The research, “Malignant otitis externa in a 21-year-old male patient with Prader-Willi syndrome,” was published in the journal SAGE Open Medical Case Reports.
Malignant otitis externa (MOE) affects the external auditory canal and temporal bone, and may have life-threatening complications. Patients with type 2 diabetes are most susceptible to MOE, but any type of immunosuppression setting can predispose an individual to the disease. The most frequent pathogen found in these patients is the bacteria Pseudomonas aeruginosa.
Now, a team in Brazil presented the case of a 21-year-old man with PWS, diabetes, and hypertension. He presented to the emergency department with fever, otalgia, and otorrhea — ear pain and discharge, two common initial complaints in people with MOE.
On admission, the patient had tachypnea (abnormally rapid breathing), increased respiratory effort, and marked left-sided otorrhea. Laboratory tests indicated diabetic ketoacidosis, which results from a faster-than-normal breaking down of fat into blood acids called ketones.
Computed tomography scans of the head and temporal bones — at the sides and base of the skull — revealed small areas of mastoid cell erosion in the left side, as well as significant discharge extending from the ear to soft tissues outside the cranium, in the left face, and in the cervical region.
A lumbar puncture excluded the spread of the infection into the central nervous system.
The patient was treated with an antimicrobial regimen, including vancomycin and meropenem. However, on the second day of the hospital stay, the patient’s condition deteriorated — his respiratory pattern worsened and he developed metabolic acidosis (excess production of acid). He was transferred to the intensive care unit (ICU). He required intubation and mechanical ventilation for six days.
The antibiotic regimen was changed to meropenem plus ciprofloxacin and dexamethasone on the fifth day of the initial treatment, because the patient no longer had a fever.
However, his condition worsened after being discharged from the ICU, with resurgence of fever, as well as cough with mucopurulent sputum, and a deteriorated respiratory pattern. Adding the antibiotic polymyxin B to the treatment plan for eight days to treat a hospital-acquired pneumonia eased these complications.

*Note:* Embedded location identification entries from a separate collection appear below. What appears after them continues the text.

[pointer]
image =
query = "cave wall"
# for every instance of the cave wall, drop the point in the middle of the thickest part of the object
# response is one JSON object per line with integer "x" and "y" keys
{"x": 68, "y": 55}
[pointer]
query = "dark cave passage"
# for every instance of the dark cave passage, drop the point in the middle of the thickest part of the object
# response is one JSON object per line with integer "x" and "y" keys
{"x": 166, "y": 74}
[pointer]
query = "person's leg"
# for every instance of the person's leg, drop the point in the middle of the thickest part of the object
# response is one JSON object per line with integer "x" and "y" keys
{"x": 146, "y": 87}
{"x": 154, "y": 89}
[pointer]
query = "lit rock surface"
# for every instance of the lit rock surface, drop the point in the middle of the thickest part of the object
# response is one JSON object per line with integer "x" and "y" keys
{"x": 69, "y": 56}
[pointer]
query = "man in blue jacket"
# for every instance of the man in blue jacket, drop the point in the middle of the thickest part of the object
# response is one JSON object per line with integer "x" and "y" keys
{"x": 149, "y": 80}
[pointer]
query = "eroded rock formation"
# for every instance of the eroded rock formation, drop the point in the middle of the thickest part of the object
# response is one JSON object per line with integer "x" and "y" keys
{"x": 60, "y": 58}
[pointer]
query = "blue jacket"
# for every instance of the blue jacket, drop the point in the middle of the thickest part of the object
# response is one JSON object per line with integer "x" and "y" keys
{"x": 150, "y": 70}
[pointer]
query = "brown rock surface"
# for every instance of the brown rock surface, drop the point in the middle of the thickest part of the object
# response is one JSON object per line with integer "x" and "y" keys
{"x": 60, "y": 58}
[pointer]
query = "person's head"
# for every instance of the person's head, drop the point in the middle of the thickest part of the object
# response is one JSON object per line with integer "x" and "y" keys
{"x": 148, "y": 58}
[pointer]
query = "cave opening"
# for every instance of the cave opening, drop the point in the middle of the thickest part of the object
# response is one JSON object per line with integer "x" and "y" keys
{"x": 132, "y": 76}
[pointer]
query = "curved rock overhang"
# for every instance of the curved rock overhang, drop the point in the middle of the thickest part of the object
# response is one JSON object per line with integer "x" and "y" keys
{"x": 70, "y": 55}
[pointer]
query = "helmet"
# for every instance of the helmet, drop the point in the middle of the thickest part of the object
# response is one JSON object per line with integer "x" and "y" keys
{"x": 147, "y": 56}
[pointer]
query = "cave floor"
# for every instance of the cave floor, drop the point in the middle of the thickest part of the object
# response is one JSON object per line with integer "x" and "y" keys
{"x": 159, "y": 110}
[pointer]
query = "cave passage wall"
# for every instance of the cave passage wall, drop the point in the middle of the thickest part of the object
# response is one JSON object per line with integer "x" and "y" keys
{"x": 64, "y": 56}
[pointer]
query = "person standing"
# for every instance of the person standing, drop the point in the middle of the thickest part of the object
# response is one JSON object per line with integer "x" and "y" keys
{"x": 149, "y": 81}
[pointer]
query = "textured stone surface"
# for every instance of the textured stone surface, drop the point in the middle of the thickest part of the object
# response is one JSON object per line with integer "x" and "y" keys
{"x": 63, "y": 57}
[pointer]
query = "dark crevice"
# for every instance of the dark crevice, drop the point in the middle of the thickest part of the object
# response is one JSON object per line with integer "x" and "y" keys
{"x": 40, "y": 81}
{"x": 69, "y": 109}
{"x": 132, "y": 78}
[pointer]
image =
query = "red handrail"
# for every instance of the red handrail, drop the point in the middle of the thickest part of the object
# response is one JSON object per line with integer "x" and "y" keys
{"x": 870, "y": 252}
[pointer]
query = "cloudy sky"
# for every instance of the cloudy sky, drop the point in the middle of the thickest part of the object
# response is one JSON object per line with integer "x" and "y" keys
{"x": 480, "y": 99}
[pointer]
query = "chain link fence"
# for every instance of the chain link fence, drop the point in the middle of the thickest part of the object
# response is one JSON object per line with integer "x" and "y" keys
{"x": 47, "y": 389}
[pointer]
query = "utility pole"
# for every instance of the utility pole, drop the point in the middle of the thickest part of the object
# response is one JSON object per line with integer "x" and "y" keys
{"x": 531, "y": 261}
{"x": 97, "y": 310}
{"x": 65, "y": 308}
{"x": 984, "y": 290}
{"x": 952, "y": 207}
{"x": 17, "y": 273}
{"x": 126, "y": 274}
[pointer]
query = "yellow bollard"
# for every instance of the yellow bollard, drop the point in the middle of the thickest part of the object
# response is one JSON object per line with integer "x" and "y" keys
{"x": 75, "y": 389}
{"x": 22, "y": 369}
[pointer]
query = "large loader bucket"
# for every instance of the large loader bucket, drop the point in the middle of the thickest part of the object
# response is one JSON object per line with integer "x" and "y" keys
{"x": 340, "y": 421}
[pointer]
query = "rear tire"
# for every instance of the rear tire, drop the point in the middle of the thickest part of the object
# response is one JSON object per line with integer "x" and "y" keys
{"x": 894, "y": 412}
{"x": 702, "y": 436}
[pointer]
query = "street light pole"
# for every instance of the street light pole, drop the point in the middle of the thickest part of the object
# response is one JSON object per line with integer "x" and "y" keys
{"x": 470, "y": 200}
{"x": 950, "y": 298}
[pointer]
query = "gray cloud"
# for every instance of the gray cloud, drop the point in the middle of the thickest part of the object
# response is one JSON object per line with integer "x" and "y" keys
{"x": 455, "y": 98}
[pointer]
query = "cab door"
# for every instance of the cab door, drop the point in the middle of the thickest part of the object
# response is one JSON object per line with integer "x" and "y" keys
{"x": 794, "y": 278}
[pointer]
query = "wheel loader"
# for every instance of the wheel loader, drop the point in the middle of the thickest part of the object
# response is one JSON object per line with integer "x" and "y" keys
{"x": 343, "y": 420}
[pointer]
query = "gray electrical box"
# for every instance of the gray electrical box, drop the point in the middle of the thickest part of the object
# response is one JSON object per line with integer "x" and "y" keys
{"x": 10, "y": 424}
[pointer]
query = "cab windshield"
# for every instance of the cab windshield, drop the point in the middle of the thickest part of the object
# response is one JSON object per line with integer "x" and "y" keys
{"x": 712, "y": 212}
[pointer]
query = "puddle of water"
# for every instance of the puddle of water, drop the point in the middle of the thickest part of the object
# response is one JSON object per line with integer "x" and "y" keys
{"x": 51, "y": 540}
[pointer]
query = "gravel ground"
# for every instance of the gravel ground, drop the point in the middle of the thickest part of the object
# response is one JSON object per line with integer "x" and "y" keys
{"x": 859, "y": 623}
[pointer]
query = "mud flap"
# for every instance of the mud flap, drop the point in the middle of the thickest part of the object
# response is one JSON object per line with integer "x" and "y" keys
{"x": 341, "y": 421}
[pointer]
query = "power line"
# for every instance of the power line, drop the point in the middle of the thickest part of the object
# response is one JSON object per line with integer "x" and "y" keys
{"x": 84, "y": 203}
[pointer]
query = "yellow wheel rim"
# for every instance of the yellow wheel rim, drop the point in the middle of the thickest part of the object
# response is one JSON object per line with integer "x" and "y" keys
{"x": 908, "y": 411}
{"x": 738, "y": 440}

On day 21 of hospitalization, two imaging assessments showed alterations suggestive of infection in the left temporal bone. Fifteen days later, the patient showed eased ear and motor symptoms, as well as improved clinical and laboratory results. He was discharged in good condition, with a prescription for ciprofloxacin 750 mg and outpatient care.
One month later, the patient showed a pronounced decrease in active infection and inflammation in the left temporal region. Three months after discharge, the patient had no evidence of abnormalities. This led to discontinuation of the antibiotic treatment.
According to the team, to the best of its knowledge, “this is the first description of malignant otitis externa in a young patient with PWS.”
This case report draws the attention to “the importance of suspecting of MOE even in young patients, especially if risk factors for the disease are present, once early diagnosis can avoid or minimize life-threatening complications,” researchers said.